Dubbed by Dodge as being the Ultimate Tow/Haul Machine, the 2010 Ram HD will be available in Regular, Crew (replacing the Quad) and Mega Cab configurations with single- or dual-rear wheels and 8-ft or 6-ft-4 in. beds (6 ft, 3 in. for the Mega Cab 3500 with dual rear wheels). The Ram Chassis Cab will be available in Regular and Crew Cab styles only. Prices start at $28,185 for a rear-wheel-drive Regular Cab ST, or about $1,900 less than the outgoing Ram HD. In addition to the ST, trims include the SLT, TRX, Power Wagon and Laramie.

Power for the Ram HD 2500 comes from a 5.7-liter HEMI V-8 that is good for 383 hp at 5,600 rpm and 400 lb-ft of torque at 4,000 rpm. It is mated to a five-speed automatic transmission. Optional on the 2500 and standard fare for the 3500 is a 6.7-liter, inline six-cylinder, turbocharged Cummins diesel that cranks out 350 hp at 3,000 rpm and 650 lb-ft of torque at 1,500 rpm. A six-speed manual with a low gear is available, as is a six-speed automatic. Unlike competitors’ urea systems, the Cummins meets 2010 emissions standards using a diesel particulate filter and an adsorber catalyst. Ram Chassis Cab models (3500, 4500 and 5500) feature the same powertrains, but diesels use urea-injection technology.
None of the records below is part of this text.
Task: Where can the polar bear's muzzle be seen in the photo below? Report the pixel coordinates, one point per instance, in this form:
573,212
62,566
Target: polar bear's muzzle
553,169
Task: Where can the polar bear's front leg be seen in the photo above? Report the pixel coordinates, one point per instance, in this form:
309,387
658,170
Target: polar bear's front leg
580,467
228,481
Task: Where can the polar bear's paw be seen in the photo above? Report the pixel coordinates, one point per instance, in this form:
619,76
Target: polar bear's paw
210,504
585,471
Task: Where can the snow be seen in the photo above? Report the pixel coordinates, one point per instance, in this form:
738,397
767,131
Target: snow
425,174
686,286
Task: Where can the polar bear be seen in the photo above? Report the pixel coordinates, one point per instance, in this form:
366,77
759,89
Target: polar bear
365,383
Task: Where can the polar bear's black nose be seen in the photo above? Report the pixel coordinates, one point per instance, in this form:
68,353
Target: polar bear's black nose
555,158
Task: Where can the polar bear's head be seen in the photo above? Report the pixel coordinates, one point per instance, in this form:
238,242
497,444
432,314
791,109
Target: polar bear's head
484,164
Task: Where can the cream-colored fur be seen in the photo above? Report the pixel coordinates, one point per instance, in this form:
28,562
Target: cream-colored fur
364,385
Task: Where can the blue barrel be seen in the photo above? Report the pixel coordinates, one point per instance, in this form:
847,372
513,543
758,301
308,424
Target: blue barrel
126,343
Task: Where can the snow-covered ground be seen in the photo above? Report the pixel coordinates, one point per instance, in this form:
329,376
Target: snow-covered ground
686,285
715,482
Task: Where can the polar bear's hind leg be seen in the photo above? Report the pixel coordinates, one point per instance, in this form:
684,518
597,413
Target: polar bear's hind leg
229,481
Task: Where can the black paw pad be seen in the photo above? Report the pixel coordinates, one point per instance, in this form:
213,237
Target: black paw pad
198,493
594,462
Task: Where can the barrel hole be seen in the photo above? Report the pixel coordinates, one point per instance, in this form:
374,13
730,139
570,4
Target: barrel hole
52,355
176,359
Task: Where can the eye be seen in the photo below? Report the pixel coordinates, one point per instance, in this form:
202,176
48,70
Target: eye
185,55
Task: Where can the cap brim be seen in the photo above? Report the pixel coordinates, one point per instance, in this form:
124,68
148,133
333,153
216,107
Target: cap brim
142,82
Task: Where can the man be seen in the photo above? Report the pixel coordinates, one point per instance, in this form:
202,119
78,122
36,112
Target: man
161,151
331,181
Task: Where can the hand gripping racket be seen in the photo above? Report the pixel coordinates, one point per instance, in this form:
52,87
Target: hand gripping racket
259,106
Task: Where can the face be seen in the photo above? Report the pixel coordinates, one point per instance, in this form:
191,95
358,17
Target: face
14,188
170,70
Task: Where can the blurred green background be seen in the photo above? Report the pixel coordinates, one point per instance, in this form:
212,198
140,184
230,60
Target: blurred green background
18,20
Backing up the powertrains are four axle ratios (3.42, 3.73, 4.10 and 4.56), a front suspension with larger ball joints and a gross-axle-weight rating of up to 5,550 lb. The Ram HD tows up to 17,600 lb and offers a payload of 5,130 lb.

Though you will not find handy technology like Ford’s Work Solutions system, the new truck has a number of features designed to make it tougher and more useful: new stamped steel fenders on dual rear-wheel beds, tilting trailer tow mirrors, exhaust braking, an integrated trailer brake controller, a four-pin and seven-pin wiring harness, a standard Class IV hitch receiver and a rearview camera. The cab rides on a new hydromount system and includes a heated steering wheel, heated/ cooled seats, and plenty of storage in dual glove boxes, a center console and in-floor cubbies. Many of these items, including exhaust braking and the trailer-brake controller, also can be found on the 2010 Ram Chassis Cab.

Every Ram HD driven by ENR (Chassis Cabs were not available for testing) had the Cummins engine, which has tremendous torque but is wanting in terms of quick response. Unloaded, the 2500 feels stiff, but the new liquid-filled cab mounts and supportive seats provide a commendable level of ride comfort. Hook a fifth-wheel trailer weighing about 16,300 lb, and you definitely will feel the diesel work, but the electronic range select allows the driver to manually hold a gear and prevent premature upshifts. Better yet, activate the tow/haul mode and exhaust braking feature (with a button on the dash), and you will get help minimizing downhill speeds. With all systems activated, ENR was able to descend a small hill without even touching the brake pedal.